Vos logiciels sont-ils à jour et vos comptes administrateur bien verrouillés ?
La plupart des sites web ne sont pas piratés par des génies armés de failles toutes neuves. Des vulnérabilités connues dans des logiciels non mis à jour et des identifiants administrateur faibles ou réutilisés comptent parmi les causes de compromission les plus courantes — et les plus évitables. C'est étrangement rassurant : un entretien de routine et des comptes bien tenus ferment les portes que beaucoup d'attaques réelles empruntent. Deux mises en garde honnêtes : il faut que ce soit de la routine, et cela ne couvre pas tous les chemins d'entrée (les ennuis de chaîne d'approvisionnement, le code sur mesure mal sécurisé et les sessions volées jouent selon d'autres règles).
Gardez tout à jour, sans traîner
Les logiciels maintenus reçoivent des correctifs — les plugins abandonnés et les composants en fin de vie n'en verront peut-être plus jamais, et doivent être remplacés ou supprimés. Les correctifs et les divulgations qui suivent aident aussi les attaquants à repérer les cibles non corrigées, et l'exploitation peut commencer avant ou après toute annonce.

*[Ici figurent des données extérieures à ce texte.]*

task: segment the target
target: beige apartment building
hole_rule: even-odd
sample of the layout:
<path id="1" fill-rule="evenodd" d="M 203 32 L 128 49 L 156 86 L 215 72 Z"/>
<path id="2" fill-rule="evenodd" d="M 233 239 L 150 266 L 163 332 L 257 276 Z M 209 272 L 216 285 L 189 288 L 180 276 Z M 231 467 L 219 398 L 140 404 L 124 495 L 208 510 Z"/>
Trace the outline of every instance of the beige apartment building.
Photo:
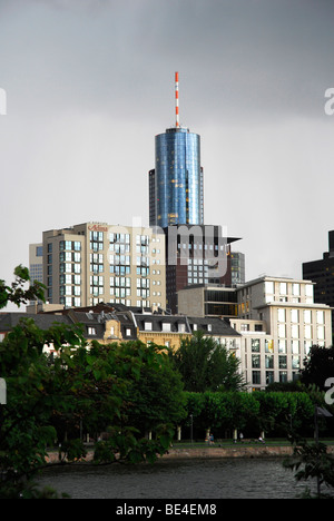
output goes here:
<path id="1" fill-rule="evenodd" d="M 295 380 L 312 345 L 332 345 L 332 314 L 311 281 L 262 277 L 237 289 L 242 365 L 252 389 Z"/>
<path id="2" fill-rule="evenodd" d="M 143 226 L 84 223 L 43 232 L 50 304 L 166 307 L 165 235 Z"/>

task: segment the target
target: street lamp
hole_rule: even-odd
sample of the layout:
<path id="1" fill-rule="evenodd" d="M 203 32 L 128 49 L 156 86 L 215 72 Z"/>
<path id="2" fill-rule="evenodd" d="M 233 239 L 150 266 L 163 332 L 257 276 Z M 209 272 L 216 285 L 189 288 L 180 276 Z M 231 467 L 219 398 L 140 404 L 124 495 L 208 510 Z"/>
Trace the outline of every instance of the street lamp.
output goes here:
<path id="1" fill-rule="evenodd" d="M 318 449 L 318 423 L 317 423 L 317 417 L 323 416 L 323 417 L 333 417 L 333 414 L 331 414 L 324 407 L 318 407 L 317 405 L 314 406 L 314 438 L 315 438 L 315 443 Z M 317 488 L 317 497 L 321 497 L 320 492 L 320 475 L 317 472 L 316 476 L 316 488 Z"/>
<path id="2" fill-rule="evenodd" d="M 7 385 L 6 380 L 0 379 L 0 405 L 7 404 Z"/>

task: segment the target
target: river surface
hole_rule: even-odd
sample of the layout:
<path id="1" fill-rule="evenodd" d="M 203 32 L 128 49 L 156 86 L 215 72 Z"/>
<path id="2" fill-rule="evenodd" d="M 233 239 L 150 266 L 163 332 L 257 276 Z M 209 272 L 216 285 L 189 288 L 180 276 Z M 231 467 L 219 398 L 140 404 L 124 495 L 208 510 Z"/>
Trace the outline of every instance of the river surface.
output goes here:
<path id="1" fill-rule="evenodd" d="M 283 459 L 158 461 L 154 465 L 53 468 L 39 478 L 72 499 L 296 499 L 296 482 Z M 313 483 L 312 491 L 315 491 Z"/>

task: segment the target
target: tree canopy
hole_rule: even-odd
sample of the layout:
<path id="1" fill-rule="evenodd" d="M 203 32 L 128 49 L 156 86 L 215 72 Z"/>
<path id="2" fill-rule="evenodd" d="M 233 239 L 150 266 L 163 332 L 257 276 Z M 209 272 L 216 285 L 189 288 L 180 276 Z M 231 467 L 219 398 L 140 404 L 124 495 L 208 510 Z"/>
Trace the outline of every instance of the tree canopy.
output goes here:
<path id="1" fill-rule="evenodd" d="M 24 268 L 16 275 L 14 286 L 1 284 L 2 303 L 42 296 L 39 285 L 23 289 Z M 157 346 L 87 344 L 79 325 L 55 323 L 42 331 L 23 318 L 0 342 L 0 376 L 7 383 L 7 404 L 0 405 L 1 498 L 31 494 L 27 483 L 55 443 L 58 463 L 85 456 L 81 433 L 106 432 L 95 445 L 96 463 L 153 462 L 168 450 L 173 423 L 185 414 L 180 377 Z M 154 440 L 145 430 L 155 431 Z"/>
<path id="2" fill-rule="evenodd" d="M 181 374 L 185 391 L 240 391 L 245 386 L 235 354 L 204 332 L 183 338 L 173 353 L 175 367 Z"/>

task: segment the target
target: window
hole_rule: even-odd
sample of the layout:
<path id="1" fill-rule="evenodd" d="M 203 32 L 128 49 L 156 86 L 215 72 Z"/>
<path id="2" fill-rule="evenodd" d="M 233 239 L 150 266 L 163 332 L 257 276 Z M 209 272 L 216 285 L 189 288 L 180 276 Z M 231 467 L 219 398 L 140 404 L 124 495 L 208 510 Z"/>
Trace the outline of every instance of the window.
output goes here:
<path id="1" fill-rule="evenodd" d="M 286 382 L 287 382 L 287 372 L 279 371 L 279 383 L 286 383 Z"/>
<path id="2" fill-rule="evenodd" d="M 286 283 L 279 283 L 279 294 L 281 295 L 286 295 L 287 294 Z"/>
<path id="3" fill-rule="evenodd" d="M 266 371 L 266 385 L 274 383 L 274 371 Z"/>
<path id="4" fill-rule="evenodd" d="M 186 326 L 185 326 L 185 324 L 178 324 L 178 332 L 179 332 L 179 333 L 185 333 L 185 332 L 186 332 Z"/>
<path id="5" fill-rule="evenodd" d="M 293 325 L 291 326 L 291 336 L 292 336 L 293 338 L 298 338 L 298 337 L 299 337 L 299 326 L 298 326 L 298 325 L 293 324 Z"/>
<path id="6" fill-rule="evenodd" d="M 325 323 L 324 312 L 316 312 L 316 322 L 318 324 L 324 324 Z"/>
<path id="7" fill-rule="evenodd" d="M 291 342 L 291 350 L 293 354 L 299 354 L 299 341 L 298 340 L 293 340 Z"/>
<path id="8" fill-rule="evenodd" d="M 278 324 L 278 336 L 285 338 L 285 324 Z"/>
<path id="9" fill-rule="evenodd" d="M 305 325 L 304 335 L 305 338 L 312 338 L 312 327 L 310 325 Z"/>
<path id="10" fill-rule="evenodd" d="M 293 355 L 292 357 L 292 368 L 298 370 L 299 368 L 299 356 Z"/>
<path id="11" fill-rule="evenodd" d="M 299 284 L 296 284 L 296 283 L 293 284 L 293 295 L 294 295 L 294 296 L 301 295 L 301 286 L 299 286 Z"/>
<path id="12" fill-rule="evenodd" d="M 252 371 L 252 383 L 253 385 L 261 384 L 261 371 Z"/>
<path id="13" fill-rule="evenodd" d="M 325 328 L 324 326 L 317 326 L 317 338 L 325 340 Z"/>
<path id="14" fill-rule="evenodd" d="M 305 295 L 307 297 L 313 297 L 313 285 L 312 284 L 305 284 Z"/>

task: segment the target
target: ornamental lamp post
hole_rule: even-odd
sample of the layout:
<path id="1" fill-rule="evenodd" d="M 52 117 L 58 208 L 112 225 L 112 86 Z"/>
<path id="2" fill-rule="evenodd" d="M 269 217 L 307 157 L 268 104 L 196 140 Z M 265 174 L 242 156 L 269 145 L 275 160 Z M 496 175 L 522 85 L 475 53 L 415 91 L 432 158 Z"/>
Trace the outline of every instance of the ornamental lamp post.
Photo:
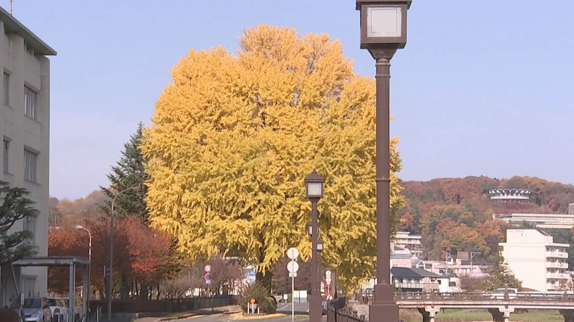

- Priorisez selon le risque : les vulnérabilités activement exploitées ou critiques et exposées à Internet, dès que c'est possible sans danger ; les correctifs moins risqués, dans la maintenance normale. Les avis des éditeurs et les listes de failles activement exploitées valent mieux qu'un nombre de jours fixé d'avance.
- Inventoriez chaque couche — pas seulement le CMS, les plugins et les thèmes, mais aussi le système d'exploitation, le serveur web, l'environnement d'exécution, la base de données, les outils de déploiement et les intégrations — et notez qui entretient chacune (vous, l'hébergeur, un développeur).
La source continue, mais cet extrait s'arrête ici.